Il rimborso del biglietto scatta dopo mezz’ora se si tratta di mezzi pubblici cittadini o dopo un’ora se si allarga il raggio a livello locale. A meno che i problemi derivino da scioperi, calamità naturali o altri eventi imprevedibili. Per chi non striscia il biglietto, invece, la multa viene stabilita a livello generale e in qualsiasi caso, si legge nella bozza, «è pari a 60 volte il valore del biglietto ordinario e comunque non superiore a 200 euro».

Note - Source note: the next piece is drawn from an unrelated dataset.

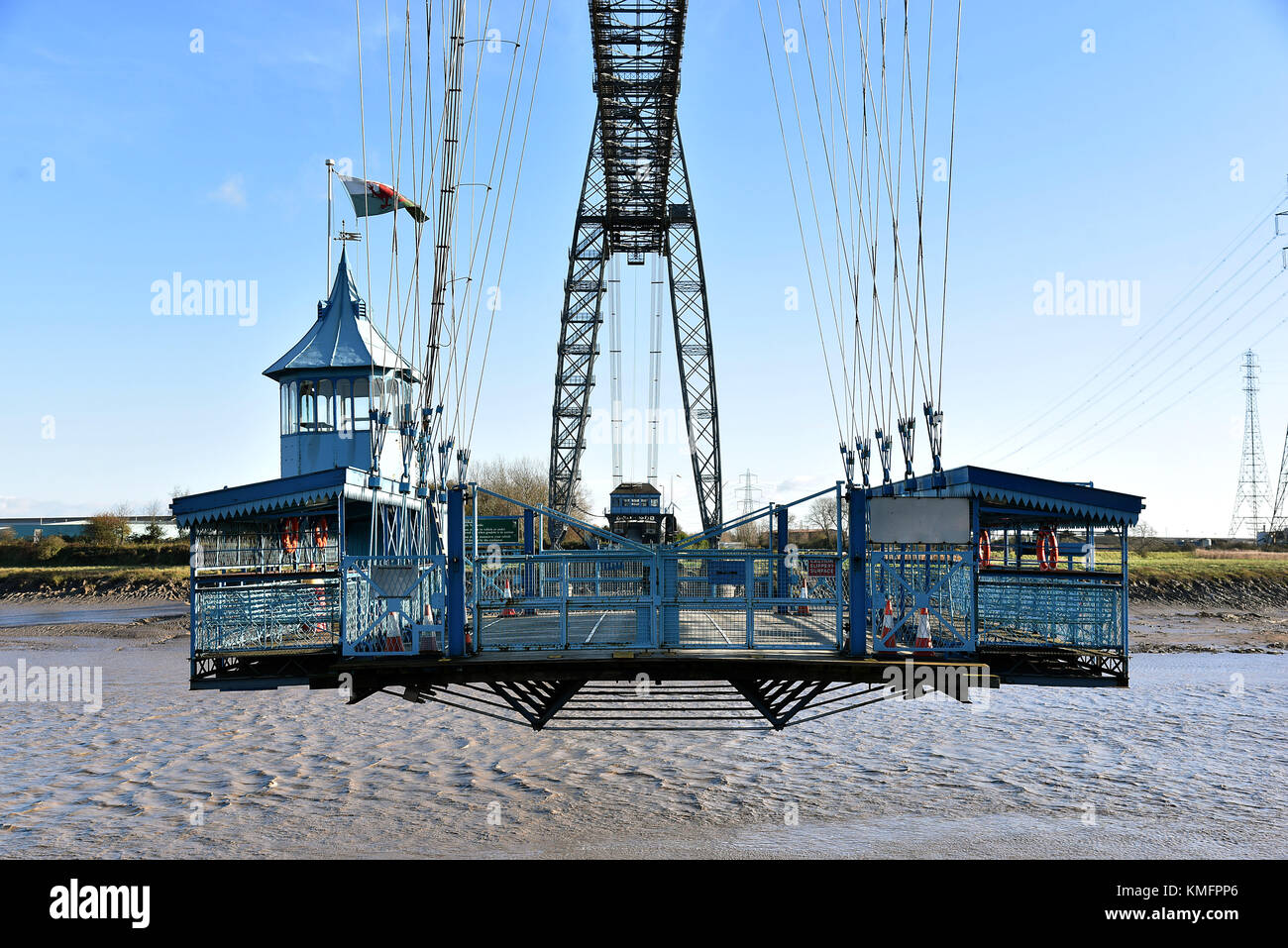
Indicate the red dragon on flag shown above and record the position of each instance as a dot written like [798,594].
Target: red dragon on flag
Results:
[372,198]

Aumenterà anche il livello di sicurezza: le aziende Tpl potranno anche affidarsi a soggetti esterni qualificabili come agenti accertatori, che, nei limiti del loro servizio, acquistano la qualità di pubblico ufficiale. Oppure sarà lo stesso ministero degli interni a fornire «agenti ed ufficiali aventi qualifica di polizia giudiziaria, secondo un programma di supporto agli agenti accertatori». Il periodo di servizio, però, non deve essere superiore ai tre anni e i costi saranno a carica dell’ente che ne fa richiesta. A questi controlli, inoltre, è possibile aggiungere anche «le rilevazioni dei sistemi di videosorveglianza presenti a bordo dei veicoli e sulle banchine di fermata». E le registrazioni possono rappresentare «mezzo di prova, nel rispetto della normativa vigente in materia di trattamento dei dati personali, per l’identificazione di eventuali trasgressori che rifiutino di fornire le proprie generalità agli agenti accertatori, anche con eventuale trasmissione alle competenti forze dell’ordine». Quindi: più ordine e meno furbetti.